Saturday, June 24, 2006

If you have not revisted it...

...for a few years, I remand you to


Alexander Solzhenitsyn
at Harvard Class Day Afternoon Exercises,
Thursday, June 8, 1978


Because instant and credible information has to be given, it becomes necessary to resort to guesswork, rumors and suppositions to fill in the voids, and none of them will ever be rectified, they will stay on in the readers' memory. How many hasty, immature, superficial and misleading judgments are expressed every day, confusing readers, without any verification. The press can both simulate public opinion and miseducate it. Thus we may see terrorists heroized, or secret matters, pertaining to one's nation's defense, publicly revealed, or we may witness shameless intrusion on the privacy of well-known people under the slogan: "everyone is entitled to know everything." But this is a false slogan, characteristic of a false era: people also have the right not to know, and it is a much more valuable one. The right not to have their divine souls stuffed with gossip, nonsense, vain talk. A person who works and leads a meaningful life does not need this excessive burdening flow of information.

1 Comments:

At Wed Jun 28, 04:19:00 PM, Blogger J C said...

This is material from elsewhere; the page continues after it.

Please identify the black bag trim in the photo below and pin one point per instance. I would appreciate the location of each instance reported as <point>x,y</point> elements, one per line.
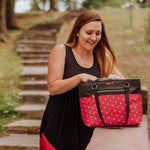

I went to Modesto Junior College on the GI bill in 1970 and, in speech class, I wrote and gave a speech that said basically what you say here. My line was, "There is too much news floating around and a person shouldn't feel compelled to listen to or read all or any of it." I about got whipped by most of the students in the class. They accused me of wanting to keep people in the dark and said I was un-American but my instructor, although he, too, disagreed with me, gave me a good grade on the speech and presentation.